WHILE Covid-19 vaccines are becoming available globally, supply issues may mean that it could take some time before we get sufficient doses to achieve herd immunity.
This means we will likely still have to deal with Covid-19 for months to come.
Clearly, the support offered by the government must be suited for a long-drawn out recovery.
Worryingly, though, it appears that it is the short-term measures, such as the i-Sinar programme involving the EPF (Employees Provident Fund) and a blanket moratorium on loan repayments, that are receiving a lot of attention.
EPF money and a moratorium on loan repayments are not “free money”. Such measures come from the future pockets of the people.

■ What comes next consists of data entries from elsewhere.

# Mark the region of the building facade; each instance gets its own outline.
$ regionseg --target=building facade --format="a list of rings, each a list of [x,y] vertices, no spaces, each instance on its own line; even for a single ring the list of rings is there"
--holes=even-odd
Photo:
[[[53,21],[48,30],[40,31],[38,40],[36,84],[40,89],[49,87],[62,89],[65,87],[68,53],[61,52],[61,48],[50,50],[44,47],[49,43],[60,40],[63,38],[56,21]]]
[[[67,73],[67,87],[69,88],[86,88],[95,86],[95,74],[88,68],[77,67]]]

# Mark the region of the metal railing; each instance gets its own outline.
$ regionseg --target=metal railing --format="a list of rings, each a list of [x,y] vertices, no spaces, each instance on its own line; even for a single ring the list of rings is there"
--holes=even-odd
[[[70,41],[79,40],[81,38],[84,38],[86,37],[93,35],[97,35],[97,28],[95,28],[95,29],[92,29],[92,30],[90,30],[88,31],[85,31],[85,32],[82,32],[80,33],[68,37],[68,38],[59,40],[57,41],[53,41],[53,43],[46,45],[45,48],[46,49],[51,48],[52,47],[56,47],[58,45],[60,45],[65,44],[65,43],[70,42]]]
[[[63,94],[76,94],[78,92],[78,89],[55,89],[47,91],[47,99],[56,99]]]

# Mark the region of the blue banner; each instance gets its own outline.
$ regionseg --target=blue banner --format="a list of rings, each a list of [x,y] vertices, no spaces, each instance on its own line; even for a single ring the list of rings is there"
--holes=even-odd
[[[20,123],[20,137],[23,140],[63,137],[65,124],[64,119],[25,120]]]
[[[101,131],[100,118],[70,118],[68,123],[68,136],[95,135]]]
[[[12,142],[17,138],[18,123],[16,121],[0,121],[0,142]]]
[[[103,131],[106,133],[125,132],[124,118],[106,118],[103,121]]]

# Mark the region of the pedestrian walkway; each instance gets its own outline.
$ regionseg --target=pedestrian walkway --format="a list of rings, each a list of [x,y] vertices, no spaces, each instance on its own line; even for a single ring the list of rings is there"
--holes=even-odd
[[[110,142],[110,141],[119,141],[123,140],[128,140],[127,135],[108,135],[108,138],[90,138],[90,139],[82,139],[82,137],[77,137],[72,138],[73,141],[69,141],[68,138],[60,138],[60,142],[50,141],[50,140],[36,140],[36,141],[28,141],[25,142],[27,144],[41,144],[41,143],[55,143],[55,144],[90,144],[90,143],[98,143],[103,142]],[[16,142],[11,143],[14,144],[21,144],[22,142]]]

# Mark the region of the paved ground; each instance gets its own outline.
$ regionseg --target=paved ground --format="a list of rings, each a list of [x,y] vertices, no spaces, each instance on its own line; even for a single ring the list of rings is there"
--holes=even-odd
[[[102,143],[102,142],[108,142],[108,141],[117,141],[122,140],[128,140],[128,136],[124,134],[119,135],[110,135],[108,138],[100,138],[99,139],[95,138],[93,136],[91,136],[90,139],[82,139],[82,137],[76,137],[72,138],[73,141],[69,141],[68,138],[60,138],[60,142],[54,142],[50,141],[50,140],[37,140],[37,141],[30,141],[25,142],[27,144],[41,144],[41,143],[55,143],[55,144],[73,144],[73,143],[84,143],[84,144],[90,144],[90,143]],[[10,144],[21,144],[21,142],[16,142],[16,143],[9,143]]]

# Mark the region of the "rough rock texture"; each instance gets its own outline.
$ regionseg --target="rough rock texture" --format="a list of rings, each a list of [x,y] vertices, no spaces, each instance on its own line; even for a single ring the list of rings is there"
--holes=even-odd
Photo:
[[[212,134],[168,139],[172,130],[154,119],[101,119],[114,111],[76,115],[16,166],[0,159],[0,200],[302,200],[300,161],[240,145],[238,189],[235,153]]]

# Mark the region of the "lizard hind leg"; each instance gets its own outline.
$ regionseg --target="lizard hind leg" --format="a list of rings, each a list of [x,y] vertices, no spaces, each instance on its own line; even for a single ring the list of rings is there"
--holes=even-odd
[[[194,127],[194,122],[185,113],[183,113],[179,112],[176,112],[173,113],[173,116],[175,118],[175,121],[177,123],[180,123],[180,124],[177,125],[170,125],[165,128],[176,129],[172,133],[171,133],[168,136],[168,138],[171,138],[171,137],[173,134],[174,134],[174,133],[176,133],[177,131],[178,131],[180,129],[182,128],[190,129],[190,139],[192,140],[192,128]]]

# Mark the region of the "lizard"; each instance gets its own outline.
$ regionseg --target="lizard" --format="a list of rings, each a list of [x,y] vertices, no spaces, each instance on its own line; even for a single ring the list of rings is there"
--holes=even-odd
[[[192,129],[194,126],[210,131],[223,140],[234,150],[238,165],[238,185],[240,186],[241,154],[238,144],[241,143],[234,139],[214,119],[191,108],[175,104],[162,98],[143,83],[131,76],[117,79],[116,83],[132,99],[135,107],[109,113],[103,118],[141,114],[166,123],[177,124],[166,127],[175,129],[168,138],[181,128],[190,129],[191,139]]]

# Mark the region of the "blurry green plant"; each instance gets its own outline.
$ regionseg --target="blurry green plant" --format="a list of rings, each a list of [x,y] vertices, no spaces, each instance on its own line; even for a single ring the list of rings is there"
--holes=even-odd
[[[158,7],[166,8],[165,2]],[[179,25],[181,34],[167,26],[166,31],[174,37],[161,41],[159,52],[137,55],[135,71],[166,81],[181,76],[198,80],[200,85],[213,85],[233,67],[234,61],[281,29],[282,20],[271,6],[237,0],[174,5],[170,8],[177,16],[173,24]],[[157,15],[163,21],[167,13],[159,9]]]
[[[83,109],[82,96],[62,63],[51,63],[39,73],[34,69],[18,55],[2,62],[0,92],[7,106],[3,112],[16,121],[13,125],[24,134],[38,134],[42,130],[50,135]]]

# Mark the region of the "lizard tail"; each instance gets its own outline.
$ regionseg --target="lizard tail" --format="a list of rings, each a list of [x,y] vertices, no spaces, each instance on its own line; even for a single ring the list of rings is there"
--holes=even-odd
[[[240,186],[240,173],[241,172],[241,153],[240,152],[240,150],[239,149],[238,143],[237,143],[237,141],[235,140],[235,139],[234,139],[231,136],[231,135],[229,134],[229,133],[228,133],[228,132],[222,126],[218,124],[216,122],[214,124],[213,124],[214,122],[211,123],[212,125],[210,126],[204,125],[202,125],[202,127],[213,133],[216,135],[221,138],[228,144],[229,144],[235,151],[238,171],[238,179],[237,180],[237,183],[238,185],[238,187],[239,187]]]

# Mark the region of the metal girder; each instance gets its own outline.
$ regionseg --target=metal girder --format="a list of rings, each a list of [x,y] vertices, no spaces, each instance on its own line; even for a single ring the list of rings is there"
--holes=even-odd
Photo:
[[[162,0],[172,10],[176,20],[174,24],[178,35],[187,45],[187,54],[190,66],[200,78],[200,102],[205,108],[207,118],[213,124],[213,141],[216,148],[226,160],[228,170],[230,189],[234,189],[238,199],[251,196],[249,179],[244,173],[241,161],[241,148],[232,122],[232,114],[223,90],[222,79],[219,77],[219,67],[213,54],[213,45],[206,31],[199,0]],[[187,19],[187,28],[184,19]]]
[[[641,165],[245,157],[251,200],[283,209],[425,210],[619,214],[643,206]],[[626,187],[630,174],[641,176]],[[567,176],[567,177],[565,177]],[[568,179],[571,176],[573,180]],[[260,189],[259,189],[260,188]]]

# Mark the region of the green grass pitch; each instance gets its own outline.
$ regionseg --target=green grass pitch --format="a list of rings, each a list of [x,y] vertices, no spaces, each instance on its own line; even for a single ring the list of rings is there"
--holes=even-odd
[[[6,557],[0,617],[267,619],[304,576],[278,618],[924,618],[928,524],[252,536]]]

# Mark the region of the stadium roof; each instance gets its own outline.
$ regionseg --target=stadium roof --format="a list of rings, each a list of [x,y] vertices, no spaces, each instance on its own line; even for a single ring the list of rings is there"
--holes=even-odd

EPF withdrawals now mean that contributors will have less money (especially once compounding of interest is considered) once they retire.
A delay in debt repayment only means that either the borrowers will need to pay for a longer duration or a higher amount.
I am not discrediting the effectiveness of these measures, especially in the short term to help individuals transition towards productive work (looking for a new job or starting a business
The key points here being “short term” and “transition”. In the long term, these measures are simply unsustainable and would only damage people’s finances, and they risk falling into a debt spiral that they may not recover from completely for years.
What is more important now is to focus on sustainable and job-creation measures. The government needs to step in to subsidise and provide incentives for businesses to create jobs, and for individuals to upskill/reskill and look for productive work.
The wage subsidy programme is a good example of this: Subsidising part of workers’ wages allows businesses to retain people and perhaps even to recruit more.
This in turn allows people to contribute economically. While their output will likely be lower than before, it would still be more beneficial than keeping our country’s human resources – ie, labour – idle.
Although the trade-off here means that the government will need to direct resources towards subsidies and incentives, the benefit here is three-fold.
Firstly, with people being able to generate income instead of being unemployed, savings from unemployment benefits can be redirected to fund these measures.
Secondly, having a bigger income-generating workforce naturally means that there will be greater economic activity that will support economic recovery.
Thirdly, by not relying on our future financial well-being to support us through the pandemic now, we’re less likely to witness a debt crisis or a retirement crisis in the future.
Our leaders’ conversations should not be dominated by short-term support measures that will damage our national well-being in the long run just because these measures are popular during this period.
They should instead focus on measures that actually create jobs and generate income that can support the economy’s long-term well-being and to achieve a sustainable recovery.